Re: George's crazy full state idea (Re: HalfSipHash Acceptable Usage)

From: Andy Lutomirski
Date: Thu Dec 22 2016 - 11:10:22 EST


On Wed, Dec 21, 2016 at 6:07 PM, Andy Lutomirski <luto@xxxxxxxxxx> wrote:
> On Wed, Dec 21, 2016 at 5:13 PM, George Spelvin
> <linux@xxxxxxxxxxxxxxxxxxx> wrote:
>> As a separate message, to disentangle the threads, I'd like to
>> talk about get_random_long().
>>
>> After some thinking, I still like the "state-preserving" construct
>> that's equivalent to the current MD5 code. Yes, we could just do
>> siphash(current_cpu || per_cpu_counter, global_key), but it's nice to
>> preserve a bit more.
>>
>> It requires library support from the SipHash code to return the full
>> SipHash state, but I hope that's a fair thing to ask for.
>
> I don't even think it needs that. This is just adding a
> non-destructive final operation, right?
>
>>
>> Here's my current straw man design for comment.

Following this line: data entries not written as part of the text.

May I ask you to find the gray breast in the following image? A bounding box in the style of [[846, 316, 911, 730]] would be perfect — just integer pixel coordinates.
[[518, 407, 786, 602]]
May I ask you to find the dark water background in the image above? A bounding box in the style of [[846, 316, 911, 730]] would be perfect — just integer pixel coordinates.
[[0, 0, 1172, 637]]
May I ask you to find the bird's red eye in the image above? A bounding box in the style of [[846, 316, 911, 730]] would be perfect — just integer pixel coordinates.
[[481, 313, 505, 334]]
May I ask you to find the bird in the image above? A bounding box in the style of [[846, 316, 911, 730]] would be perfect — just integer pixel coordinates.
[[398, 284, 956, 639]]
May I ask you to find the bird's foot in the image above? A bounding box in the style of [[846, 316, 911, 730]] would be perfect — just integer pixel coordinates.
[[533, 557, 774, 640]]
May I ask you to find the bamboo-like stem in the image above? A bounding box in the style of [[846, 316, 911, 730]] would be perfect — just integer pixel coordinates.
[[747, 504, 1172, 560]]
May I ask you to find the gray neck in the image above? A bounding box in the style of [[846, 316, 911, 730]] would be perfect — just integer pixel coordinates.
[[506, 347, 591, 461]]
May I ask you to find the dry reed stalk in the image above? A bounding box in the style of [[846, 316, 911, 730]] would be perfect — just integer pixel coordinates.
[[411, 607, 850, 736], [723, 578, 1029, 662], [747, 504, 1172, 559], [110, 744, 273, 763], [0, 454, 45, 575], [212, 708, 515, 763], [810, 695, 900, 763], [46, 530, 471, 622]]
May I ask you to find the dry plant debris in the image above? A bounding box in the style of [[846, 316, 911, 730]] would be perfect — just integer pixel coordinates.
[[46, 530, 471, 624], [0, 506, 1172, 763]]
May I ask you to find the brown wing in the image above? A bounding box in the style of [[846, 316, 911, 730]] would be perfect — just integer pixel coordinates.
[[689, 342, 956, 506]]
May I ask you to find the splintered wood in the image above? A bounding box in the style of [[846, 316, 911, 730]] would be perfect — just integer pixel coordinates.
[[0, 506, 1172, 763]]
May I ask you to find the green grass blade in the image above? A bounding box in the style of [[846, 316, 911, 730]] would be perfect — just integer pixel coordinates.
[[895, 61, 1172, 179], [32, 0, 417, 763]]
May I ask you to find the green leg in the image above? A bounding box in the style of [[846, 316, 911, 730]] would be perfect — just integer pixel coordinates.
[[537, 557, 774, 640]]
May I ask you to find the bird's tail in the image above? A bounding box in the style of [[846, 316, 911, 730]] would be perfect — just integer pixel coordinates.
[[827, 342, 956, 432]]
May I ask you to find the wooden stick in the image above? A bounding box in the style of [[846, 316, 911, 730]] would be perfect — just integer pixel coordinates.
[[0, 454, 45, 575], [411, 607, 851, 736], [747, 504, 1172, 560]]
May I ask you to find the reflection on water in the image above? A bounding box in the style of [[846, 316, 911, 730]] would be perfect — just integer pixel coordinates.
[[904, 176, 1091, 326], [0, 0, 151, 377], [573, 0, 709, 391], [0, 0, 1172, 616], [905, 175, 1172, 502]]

It's very similar to
>> the current MD5-based design, but feeds all the seed material in the
>> "correct" way, as opposed to Xring directly into the MD5 state.
>>
>> * Each CPU has a (Half)SipHash state vector,
>> "unsigned long get_random_int_hash[4]". Unlike the current
>> MD5 code, we take care to initialize it to an asymmetric state.
>>
>> * There's a global 256-bit random_int_secret (which we could
>> reseed periodically).
>>
>> To generate a random number:
>> * If get_random_int_hash is all-zero, seed it with fresh a half-sized
>> SipHash key and the appropriate XOR constants.
>> * Generate three words of random_get_entropy(), jiffies, and current->pid.
>> (This is arbitary seed material, copied from the current code.)
>> * Crank through that with (Half)SipHash-1-0.
>> * Crank through the random_int_secret with (Half)SipHash-1-0.
>> * Return v1 ^ v3.
>
> Just to clarify, if we replace SipHash with a black box, I think this
> effectively means, where "entropy" is random_get_entropy() || jiffies
> || current->pid:
>
> The first call returns H(random seed || entropy_0 || secret). The
> second call returns H(random seed || entropy_0 || secret || entropy_1
> || secret). Etc.

Having slept on this, I like it less. The problem is that a
backtracking attacker doesn't just learn H(random seed || entropy_0 ||
secret || ...) -- they learn the internal state of the hash function
that generates that value. This probably breaks any attempt to apply
security properties of the hash function. For example, the internal
state could easily contain a whole bunch of prior outputs it in
verbatim.

--Andy